Theologian N T Wright has cautioned against jumping to conclusions about whether coronavirus is a punishment or sign from God. 

Writing in Time magazine, the St Andrews University professor said that Christianity "offers no answers" about the pandemic. 

"It's not supposed to," he said. 

He warned that the "usual silly suspects" would offer theories about why God is allowing the pandemic to unfold.

"A punishment? A warning? A sign? These are knee-jerk would-be Christian reactions in a culture which, generations back, embraced rationalism: everything must have an explanation. But supposing it doesn't?" he wrote. 

Instead, he suggested that "real human wisdom doesn't mean being able to string together some dodgy speculations", but instead accepting that sometimes, the only thing to be done is to let things run their course.

He did, however, suggest that it could be beneficial for people to rediscover an understanding of the biblical concept of lament. 

"Rationalists (including Christian rationalists) want explanations; Romantics (including Christian romantics) want to be given a sigh of relief. But perhaps what we need more than either is to recover the biblical tradition of lament," he said.

"Lament is what happens when people ask, 'Why?' and don't get an answer.

"It's where we get to when we move beyond our self-centered worry about our sins and failings and look more broadly at the suffering of the world.

"It's bad enough facing a pandemic in New York City or London. What about a crowded refugee camp on a Greek island? What about Gaza? Or South Sudan?" 

He pointed to the Psalms and explained that they do not always explain the trouble that the people of God may find themselves in, but do "provide reassurance within it". Nor do they always end on a positive note, he said, with some ending in "darkness" as the author laments that things have "all gone horribly wrong". 

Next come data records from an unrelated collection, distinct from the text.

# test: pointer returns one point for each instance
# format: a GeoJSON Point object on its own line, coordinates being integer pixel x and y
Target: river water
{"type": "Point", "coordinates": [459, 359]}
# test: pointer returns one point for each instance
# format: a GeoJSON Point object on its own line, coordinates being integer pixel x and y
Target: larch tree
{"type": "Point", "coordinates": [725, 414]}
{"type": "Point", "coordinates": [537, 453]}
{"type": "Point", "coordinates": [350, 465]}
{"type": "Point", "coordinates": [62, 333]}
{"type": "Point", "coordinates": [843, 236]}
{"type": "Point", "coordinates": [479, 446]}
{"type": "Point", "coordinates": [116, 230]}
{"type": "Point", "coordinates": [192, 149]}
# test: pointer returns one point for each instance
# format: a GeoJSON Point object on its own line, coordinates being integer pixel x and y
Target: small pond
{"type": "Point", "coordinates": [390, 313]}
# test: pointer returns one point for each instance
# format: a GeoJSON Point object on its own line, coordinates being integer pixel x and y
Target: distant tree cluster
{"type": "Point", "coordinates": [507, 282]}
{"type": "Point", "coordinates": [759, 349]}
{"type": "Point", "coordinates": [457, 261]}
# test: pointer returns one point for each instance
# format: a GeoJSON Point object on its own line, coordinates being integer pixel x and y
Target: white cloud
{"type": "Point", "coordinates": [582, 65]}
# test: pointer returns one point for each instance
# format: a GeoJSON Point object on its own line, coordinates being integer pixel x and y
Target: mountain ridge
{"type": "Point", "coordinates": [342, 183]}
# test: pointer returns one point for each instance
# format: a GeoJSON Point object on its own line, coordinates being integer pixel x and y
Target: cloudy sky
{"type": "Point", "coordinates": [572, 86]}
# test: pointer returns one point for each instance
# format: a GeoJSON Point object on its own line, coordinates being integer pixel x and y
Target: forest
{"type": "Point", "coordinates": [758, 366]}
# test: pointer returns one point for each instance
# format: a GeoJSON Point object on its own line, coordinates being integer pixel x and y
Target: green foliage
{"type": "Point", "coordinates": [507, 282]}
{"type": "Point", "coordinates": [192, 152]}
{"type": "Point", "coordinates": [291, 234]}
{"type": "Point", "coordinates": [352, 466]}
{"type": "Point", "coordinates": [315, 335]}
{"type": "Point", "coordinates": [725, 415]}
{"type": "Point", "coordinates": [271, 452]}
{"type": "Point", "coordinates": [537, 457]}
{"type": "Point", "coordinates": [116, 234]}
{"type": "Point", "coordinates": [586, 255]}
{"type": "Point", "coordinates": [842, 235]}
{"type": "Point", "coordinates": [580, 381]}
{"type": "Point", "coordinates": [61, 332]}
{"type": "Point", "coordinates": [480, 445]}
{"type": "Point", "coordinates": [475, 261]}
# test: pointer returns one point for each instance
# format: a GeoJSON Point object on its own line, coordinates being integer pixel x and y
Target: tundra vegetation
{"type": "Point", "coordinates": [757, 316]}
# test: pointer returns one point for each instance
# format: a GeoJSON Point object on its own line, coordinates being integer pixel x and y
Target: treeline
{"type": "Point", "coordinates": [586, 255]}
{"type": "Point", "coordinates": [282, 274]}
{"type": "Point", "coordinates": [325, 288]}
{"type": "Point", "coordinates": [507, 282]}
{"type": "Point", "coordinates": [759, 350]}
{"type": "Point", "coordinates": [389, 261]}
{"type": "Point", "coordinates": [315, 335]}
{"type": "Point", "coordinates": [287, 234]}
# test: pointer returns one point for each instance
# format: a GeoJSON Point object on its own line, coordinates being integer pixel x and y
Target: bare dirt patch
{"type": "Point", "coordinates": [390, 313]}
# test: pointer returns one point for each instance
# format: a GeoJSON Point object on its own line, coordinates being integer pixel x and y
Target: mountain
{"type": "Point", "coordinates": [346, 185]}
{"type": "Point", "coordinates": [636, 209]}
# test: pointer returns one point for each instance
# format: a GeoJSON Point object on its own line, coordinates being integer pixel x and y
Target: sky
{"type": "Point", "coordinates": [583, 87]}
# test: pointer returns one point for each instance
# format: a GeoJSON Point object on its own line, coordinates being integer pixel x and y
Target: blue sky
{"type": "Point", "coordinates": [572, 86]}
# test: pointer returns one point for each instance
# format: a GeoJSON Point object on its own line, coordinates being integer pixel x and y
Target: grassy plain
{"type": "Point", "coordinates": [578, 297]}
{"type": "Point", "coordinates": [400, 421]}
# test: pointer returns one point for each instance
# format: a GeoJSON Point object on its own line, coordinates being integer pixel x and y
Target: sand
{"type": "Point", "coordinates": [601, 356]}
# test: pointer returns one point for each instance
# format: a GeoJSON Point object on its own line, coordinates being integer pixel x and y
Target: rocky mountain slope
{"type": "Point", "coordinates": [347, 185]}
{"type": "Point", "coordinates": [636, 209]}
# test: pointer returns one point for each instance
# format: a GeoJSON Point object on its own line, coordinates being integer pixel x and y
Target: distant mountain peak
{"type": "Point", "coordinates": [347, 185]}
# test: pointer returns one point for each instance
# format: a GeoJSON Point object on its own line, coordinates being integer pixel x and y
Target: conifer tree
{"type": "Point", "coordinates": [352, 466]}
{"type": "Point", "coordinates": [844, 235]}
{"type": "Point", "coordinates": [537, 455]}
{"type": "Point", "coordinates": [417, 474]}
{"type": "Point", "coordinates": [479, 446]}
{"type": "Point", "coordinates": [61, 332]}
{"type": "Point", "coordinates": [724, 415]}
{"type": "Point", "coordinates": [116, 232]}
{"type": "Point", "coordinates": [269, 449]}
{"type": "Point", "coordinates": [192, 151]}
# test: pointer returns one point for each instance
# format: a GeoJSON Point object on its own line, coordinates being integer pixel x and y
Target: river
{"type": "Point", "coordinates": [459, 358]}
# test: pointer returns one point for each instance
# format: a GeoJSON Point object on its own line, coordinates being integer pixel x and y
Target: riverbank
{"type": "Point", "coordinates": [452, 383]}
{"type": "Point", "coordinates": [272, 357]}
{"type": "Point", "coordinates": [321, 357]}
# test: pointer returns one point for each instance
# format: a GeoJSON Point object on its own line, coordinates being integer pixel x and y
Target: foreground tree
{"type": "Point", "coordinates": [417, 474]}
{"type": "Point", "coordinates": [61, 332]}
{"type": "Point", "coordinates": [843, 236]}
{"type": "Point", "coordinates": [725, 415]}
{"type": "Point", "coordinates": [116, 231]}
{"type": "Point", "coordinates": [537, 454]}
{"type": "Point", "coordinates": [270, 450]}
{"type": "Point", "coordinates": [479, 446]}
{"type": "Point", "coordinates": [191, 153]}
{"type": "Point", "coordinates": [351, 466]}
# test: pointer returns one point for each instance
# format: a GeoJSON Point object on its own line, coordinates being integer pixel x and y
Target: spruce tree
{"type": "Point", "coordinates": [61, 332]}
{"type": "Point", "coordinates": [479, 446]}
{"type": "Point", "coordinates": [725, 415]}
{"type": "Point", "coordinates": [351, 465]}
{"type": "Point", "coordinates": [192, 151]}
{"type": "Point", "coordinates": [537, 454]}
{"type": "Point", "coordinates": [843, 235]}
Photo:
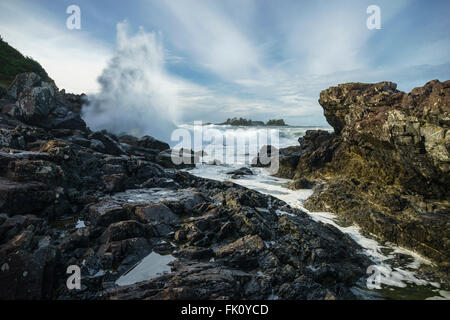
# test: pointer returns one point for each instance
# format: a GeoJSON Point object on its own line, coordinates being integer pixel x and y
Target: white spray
{"type": "Point", "coordinates": [137, 96]}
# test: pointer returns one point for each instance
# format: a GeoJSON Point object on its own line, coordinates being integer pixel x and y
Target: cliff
{"type": "Point", "coordinates": [386, 166]}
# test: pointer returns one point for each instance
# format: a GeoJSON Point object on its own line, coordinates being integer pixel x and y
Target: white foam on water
{"type": "Point", "coordinates": [383, 254]}
{"type": "Point", "coordinates": [150, 267]}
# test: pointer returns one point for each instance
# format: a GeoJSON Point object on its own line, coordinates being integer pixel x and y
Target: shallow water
{"type": "Point", "coordinates": [148, 268]}
{"type": "Point", "coordinates": [401, 273]}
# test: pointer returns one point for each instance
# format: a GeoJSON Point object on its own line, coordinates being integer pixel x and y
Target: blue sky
{"type": "Point", "coordinates": [252, 58]}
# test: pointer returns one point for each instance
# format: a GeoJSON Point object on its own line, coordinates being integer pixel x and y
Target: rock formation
{"type": "Point", "coordinates": [70, 196]}
{"type": "Point", "coordinates": [386, 166]}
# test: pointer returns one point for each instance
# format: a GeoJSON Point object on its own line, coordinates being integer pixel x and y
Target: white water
{"type": "Point", "coordinates": [400, 275]}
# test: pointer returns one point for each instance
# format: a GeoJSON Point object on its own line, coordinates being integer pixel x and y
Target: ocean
{"type": "Point", "coordinates": [401, 273]}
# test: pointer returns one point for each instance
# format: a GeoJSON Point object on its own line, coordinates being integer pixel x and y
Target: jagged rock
{"type": "Point", "coordinates": [182, 158]}
{"type": "Point", "coordinates": [22, 82]}
{"type": "Point", "coordinates": [35, 104]}
{"type": "Point", "coordinates": [240, 172]}
{"type": "Point", "coordinates": [156, 212]}
{"type": "Point", "coordinates": [125, 230]}
{"type": "Point", "coordinates": [264, 157]}
{"type": "Point", "coordinates": [386, 167]}
{"type": "Point", "coordinates": [24, 197]}
{"type": "Point", "coordinates": [151, 143]}
{"type": "Point", "coordinates": [110, 145]}
{"type": "Point", "coordinates": [70, 121]}
{"type": "Point", "coordinates": [107, 212]}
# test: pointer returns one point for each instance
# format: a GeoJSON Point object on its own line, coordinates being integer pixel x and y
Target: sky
{"type": "Point", "coordinates": [211, 60]}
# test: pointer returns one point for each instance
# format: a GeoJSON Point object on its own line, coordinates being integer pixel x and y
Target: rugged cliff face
{"type": "Point", "coordinates": [70, 196]}
{"type": "Point", "coordinates": [386, 167]}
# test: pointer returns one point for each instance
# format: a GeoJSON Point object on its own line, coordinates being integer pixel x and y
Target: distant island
{"type": "Point", "coordinates": [245, 122]}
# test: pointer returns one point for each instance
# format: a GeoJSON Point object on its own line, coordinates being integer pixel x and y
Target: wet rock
{"type": "Point", "coordinates": [155, 212]}
{"type": "Point", "coordinates": [182, 158]}
{"type": "Point", "coordinates": [35, 104]}
{"type": "Point", "coordinates": [125, 230]}
{"type": "Point", "coordinates": [22, 82]}
{"type": "Point", "coordinates": [107, 212]}
{"type": "Point", "coordinates": [240, 172]}
{"type": "Point", "coordinates": [386, 166]}
{"type": "Point", "coordinates": [24, 197]}
{"type": "Point", "coordinates": [70, 121]}
{"type": "Point", "coordinates": [151, 143]}
{"type": "Point", "coordinates": [111, 146]}
{"type": "Point", "coordinates": [27, 268]}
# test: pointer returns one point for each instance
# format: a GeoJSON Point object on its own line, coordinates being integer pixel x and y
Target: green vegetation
{"type": "Point", "coordinates": [12, 62]}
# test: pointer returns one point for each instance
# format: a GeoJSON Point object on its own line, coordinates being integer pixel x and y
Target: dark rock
{"type": "Point", "coordinates": [22, 82]}
{"type": "Point", "coordinates": [111, 146]}
{"type": "Point", "coordinates": [386, 167]}
{"type": "Point", "coordinates": [70, 121]}
{"type": "Point", "coordinates": [241, 172]}
{"type": "Point", "coordinates": [24, 197]}
{"type": "Point", "coordinates": [151, 143]}
{"type": "Point", "coordinates": [35, 104]}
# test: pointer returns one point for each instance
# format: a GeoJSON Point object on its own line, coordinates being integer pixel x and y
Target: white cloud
{"type": "Point", "coordinates": [70, 57]}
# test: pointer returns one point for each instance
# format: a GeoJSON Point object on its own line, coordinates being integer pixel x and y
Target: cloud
{"type": "Point", "coordinates": [71, 57]}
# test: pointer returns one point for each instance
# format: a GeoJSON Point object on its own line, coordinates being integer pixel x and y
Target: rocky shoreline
{"type": "Point", "coordinates": [73, 197]}
{"type": "Point", "coordinates": [385, 167]}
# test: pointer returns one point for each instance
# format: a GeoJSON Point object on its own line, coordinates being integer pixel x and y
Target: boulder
{"type": "Point", "coordinates": [386, 166]}
{"type": "Point", "coordinates": [24, 197]}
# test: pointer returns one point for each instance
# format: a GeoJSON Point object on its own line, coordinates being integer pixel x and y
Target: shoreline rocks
{"type": "Point", "coordinates": [70, 196]}
{"type": "Point", "coordinates": [386, 166]}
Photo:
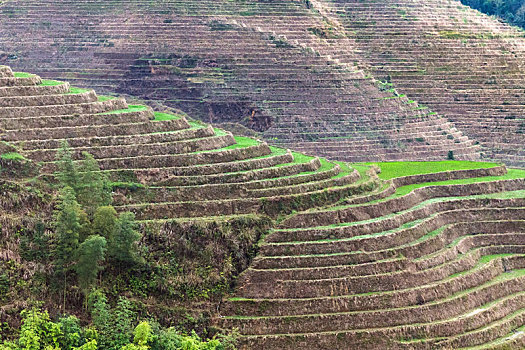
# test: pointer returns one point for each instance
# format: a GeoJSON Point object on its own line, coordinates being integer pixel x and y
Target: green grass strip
{"type": "Point", "coordinates": [159, 116]}
{"type": "Point", "coordinates": [390, 170]}
{"type": "Point", "coordinates": [23, 75]}
{"type": "Point", "coordinates": [51, 83]}
{"type": "Point", "coordinates": [130, 109]}
{"type": "Point", "coordinates": [12, 156]}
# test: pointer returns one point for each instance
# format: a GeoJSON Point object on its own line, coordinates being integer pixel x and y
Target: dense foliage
{"type": "Point", "coordinates": [112, 329]}
{"type": "Point", "coordinates": [513, 11]}
{"type": "Point", "coordinates": [155, 272]}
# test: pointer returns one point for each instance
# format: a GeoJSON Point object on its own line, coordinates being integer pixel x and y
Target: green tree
{"type": "Point", "coordinates": [125, 239]}
{"type": "Point", "coordinates": [38, 332]}
{"type": "Point", "coordinates": [104, 223]}
{"type": "Point", "coordinates": [114, 326]}
{"type": "Point", "coordinates": [142, 336]}
{"type": "Point", "coordinates": [67, 172]}
{"type": "Point", "coordinates": [90, 255]}
{"type": "Point", "coordinates": [93, 190]}
{"type": "Point", "coordinates": [67, 234]}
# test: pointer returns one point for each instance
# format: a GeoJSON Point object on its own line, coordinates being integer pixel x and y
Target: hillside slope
{"type": "Point", "coordinates": [463, 64]}
{"type": "Point", "coordinates": [402, 255]}
{"type": "Point", "coordinates": [282, 68]}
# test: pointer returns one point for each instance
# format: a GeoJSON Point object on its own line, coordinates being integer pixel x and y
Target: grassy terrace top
{"type": "Point", "coordinates": [390, 170]}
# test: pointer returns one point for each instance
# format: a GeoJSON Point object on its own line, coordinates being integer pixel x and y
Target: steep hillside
{"type": "Point", "coordinates": [432, 260]}
{"type": "Point", "coordinates": [280, 67]}
{"type": "Point", "coordinates": [400, 255]}
{"type": "Point", "coordinates": [202, 197]}
{"type": "Point", "coordinates": [462, 64]}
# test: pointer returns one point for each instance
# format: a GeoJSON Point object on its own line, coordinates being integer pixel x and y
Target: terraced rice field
{"type": "Point", "coordinates": [191, 169]}
{"type": "Point", "coordinates": [283, 68]}
{"type": "Point", "coordinates": [397, 255]}
{"type": "Point", "coordinates": [433, 258]}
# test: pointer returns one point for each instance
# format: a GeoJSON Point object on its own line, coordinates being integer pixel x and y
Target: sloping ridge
{"type": "Point", "coordinates": [301, 85]}
{"type": "Point", "coordinates": [170, 167]}
{"type": "Point", "coordinates": [424, 262]}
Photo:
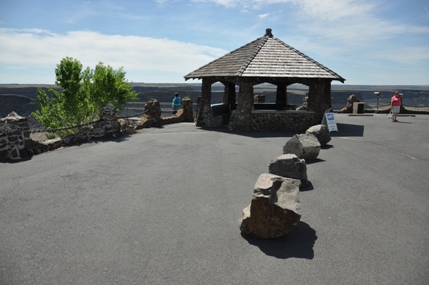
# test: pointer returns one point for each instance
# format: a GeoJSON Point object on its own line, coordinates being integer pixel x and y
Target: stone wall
{"type": "Point", "coordinates": [282, 121]}
{"type": "Point", "coordinates": [15, 141]}
{"type": "Point", "coordinates": [152, 116]}
{"type": "Point", "coordinates": [15, 138]}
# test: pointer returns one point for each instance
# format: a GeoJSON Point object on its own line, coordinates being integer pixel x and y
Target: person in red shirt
{"type": "Point", "coordinates": [395, 104]}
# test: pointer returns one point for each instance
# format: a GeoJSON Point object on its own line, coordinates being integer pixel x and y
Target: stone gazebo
{"type": "Point", "coordinates": [265, 60]}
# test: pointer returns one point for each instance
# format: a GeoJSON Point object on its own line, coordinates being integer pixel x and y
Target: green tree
{"type": "Point", "coordinates": [83, 95]}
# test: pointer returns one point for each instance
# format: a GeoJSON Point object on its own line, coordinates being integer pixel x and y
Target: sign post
{"type": "Point", "coordinates": [329, 122]}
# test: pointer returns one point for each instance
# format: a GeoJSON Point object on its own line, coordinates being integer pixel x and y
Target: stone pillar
{"type": "Point", "coordinates": [318, 98]}
{"type": "Point", "coordinates": [204, 109]}
{"type": "Point", "coordinates": [229, 94]}
{"type": "Point", "coordinates": [186, 113]}
{"type": "Point", "coordinates": [242, 116]}
{"type": "Point", "coordinates": [281, 96]}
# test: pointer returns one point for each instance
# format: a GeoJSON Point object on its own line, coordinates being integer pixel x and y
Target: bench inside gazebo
{"type": "Point", "coordinates": [264, 60]}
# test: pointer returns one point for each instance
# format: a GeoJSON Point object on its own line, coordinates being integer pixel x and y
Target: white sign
{"type": "Point", "coordinates": [329, 122]}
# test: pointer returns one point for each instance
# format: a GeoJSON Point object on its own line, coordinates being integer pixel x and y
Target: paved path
{"type": "Point", "coordinates": [161, 207]}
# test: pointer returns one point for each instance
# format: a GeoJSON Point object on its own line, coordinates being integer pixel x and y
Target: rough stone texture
{"type": "Point", "coordinates": [274, 209]}
{"type": "Point", "coordinates": [241, 118]}
{"type": "Point", "coordinates": [304, 105]}
{"type": "Point", "coordinates": [289, 165]}
{"type": "Point", "coordinates": [16, 143]}
{"type": "Point", "coordinates": [259, 99]}
{"type": "Point", "coordinates": [349, 107]}
{"type": "Point", "coordinates": [15, 140]}
{"type": "Point", "coordinates": [282, 121]}
{"type": "Point", "coordinates": [321, 132]}
{"type": "Point", "coordinates": [152, 116]}
{"type": "Point", "coordinates": [305, 146]}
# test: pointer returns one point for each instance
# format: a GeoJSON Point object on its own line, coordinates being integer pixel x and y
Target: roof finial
{"type": "Point", "coordinates": [268, 33]}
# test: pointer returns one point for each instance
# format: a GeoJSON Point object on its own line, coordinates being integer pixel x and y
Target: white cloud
{"type": "Point", "coordinates": [38, 48]}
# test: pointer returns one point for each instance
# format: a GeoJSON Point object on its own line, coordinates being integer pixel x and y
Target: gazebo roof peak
{"type": "Point", "coordinates": [268, 33]}
{"type": "Point", "coordinates": [266, 57]}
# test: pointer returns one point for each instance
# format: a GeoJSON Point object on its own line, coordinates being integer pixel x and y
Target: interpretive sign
{"type": "Point", "coordinates": [329, 122]}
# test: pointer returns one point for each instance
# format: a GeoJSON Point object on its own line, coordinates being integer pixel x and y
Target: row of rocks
{"type": "Point", "coordinates": [275, 207]}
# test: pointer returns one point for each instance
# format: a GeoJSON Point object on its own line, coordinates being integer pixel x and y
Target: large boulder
{"type": "Point", "coordinates": [274, 210]}
{"type": "Point", "coordinates": [291, 166]}
{"type": "Point", "coordinates": [305, 146]}
{"type": "Point", "coordinates": [321, 132]}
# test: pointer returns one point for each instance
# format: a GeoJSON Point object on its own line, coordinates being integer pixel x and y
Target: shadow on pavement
{"type": "Point", "coordinates": [309, 187]}
{"type": "Point", "coordinates": [298, 243]}
{"type": "Point", "coordinates": [254, 134]}
{"type": "Point", "coordinates": [348, 130]}
{"type": "Point", "coordinates": [317, 160]}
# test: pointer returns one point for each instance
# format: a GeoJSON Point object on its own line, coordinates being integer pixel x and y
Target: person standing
{"type": "Point", "coordinates": [177, 103]}
{"type": "Point", "coordinates": [395, 104]}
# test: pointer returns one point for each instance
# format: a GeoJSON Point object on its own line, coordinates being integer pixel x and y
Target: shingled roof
{"type": "Point", "coordinates": [266, 56]}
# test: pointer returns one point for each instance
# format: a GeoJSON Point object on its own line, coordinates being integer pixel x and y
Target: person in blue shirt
{"type": "Point", "coordinates": [177, 103]}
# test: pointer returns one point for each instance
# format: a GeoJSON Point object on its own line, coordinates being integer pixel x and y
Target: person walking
{"type": "Point", "coordinates": [177, 103]}
{"type": "Point", "coordinates": [395, 104]}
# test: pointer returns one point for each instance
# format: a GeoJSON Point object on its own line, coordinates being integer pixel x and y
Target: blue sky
{"type": "Point", "coordinates": [368, 42]}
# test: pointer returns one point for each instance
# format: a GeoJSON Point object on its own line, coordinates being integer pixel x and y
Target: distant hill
{"type": "Point", "coordinates": [22, 98]}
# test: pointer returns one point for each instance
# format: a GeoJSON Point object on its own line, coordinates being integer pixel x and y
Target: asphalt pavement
{"type": "Point", "coordinates": [161, 206]}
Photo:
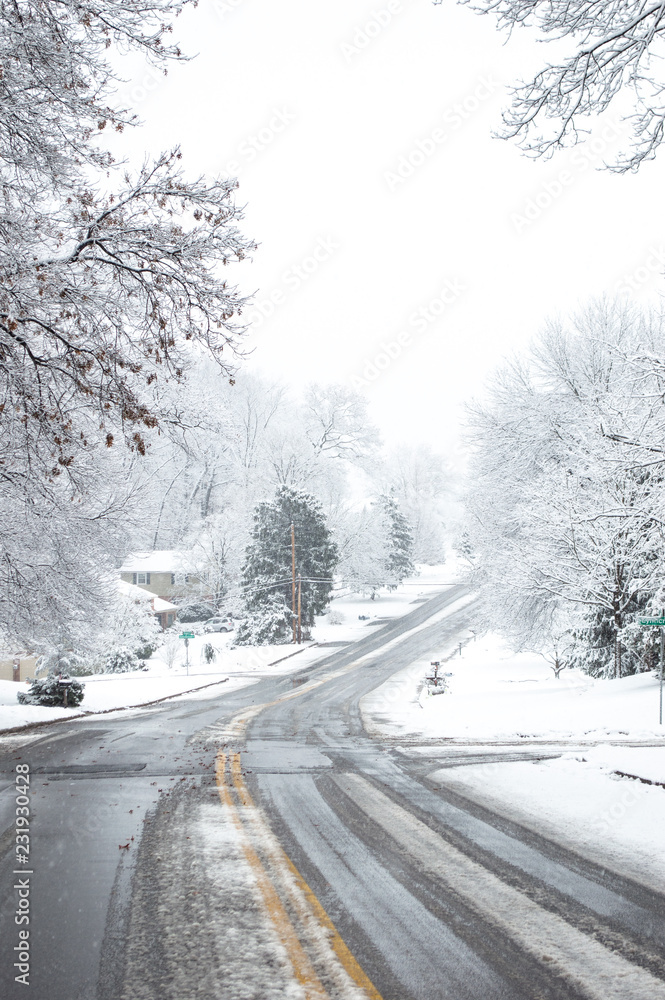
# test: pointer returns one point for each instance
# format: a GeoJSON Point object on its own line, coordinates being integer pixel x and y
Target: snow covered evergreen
{"type": "Point", "coordinates": [267, 575]}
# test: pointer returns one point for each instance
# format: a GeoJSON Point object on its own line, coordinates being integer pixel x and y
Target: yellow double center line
{"type": "Point", "coordinates": [307, 903]}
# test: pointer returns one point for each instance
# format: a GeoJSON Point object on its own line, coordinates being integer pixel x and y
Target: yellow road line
{"type": "Point", "coordinates": [346, 959]}
{"type": "Point", "coordinates": [302, 967]}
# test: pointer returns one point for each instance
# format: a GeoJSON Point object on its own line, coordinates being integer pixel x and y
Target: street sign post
{"type": "Point", "coordinates": [186, 636]}
{"type": "Point", "coordinates": [658, 623]}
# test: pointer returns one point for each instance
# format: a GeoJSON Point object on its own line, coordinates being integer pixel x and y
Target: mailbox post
{"type": "Point", "coordinates": [186, 636]}
{"type": "Point", "coordinates": [658, 623]}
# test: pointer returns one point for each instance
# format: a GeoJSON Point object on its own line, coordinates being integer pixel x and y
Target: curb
{"type": "Point", "coordinates": [144, 704]}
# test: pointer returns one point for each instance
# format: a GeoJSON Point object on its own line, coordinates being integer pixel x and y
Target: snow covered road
{"type": "Point", "coordinates": [280, 851]}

"The point of lament, woven thus into the fabric of the biblical tradition, is not just that it's an outlet for our frustration, sorrow, loneliness and sheer inability to understand what is happening or why," he said.

"The mystery of the biblical story is that God also laments. Some Christians like to think of God as above all that, knowing everything, in charge of everything, calm and unaffected by the troubles in his world. That's not the picture we get in the Bible."

He went on to speak of a God who grieves at the wickedness of man, Jesus who weeps, and the Holy Spirit "groaning" within us, as he suggested that lamentation was the biblical response when circumstances take us beyond the limits of our comprehension. 

"The ancient doctrine of the Trinity teaches us to recognize the One God in the tears of Jesus and the anguish of the Spirit," he wrote. 

"It is no part of the Christian vocation, then, to be able to explain what's happening and why. In fact, it is part of the Christian vocation not to be able to explain—and to lament instead," he said. 

Nonetheless, he said that God's love was ever-present.

"As the Spirit laments within us, so we become, even in our self-isolation, small shrines where the presence and healing love of God can dwell," he said.

"And out of that there can emerge new possibilities, new acts of kindness, new scientific understanding, new hope. New wisdom for our leaders? Now there's a thought."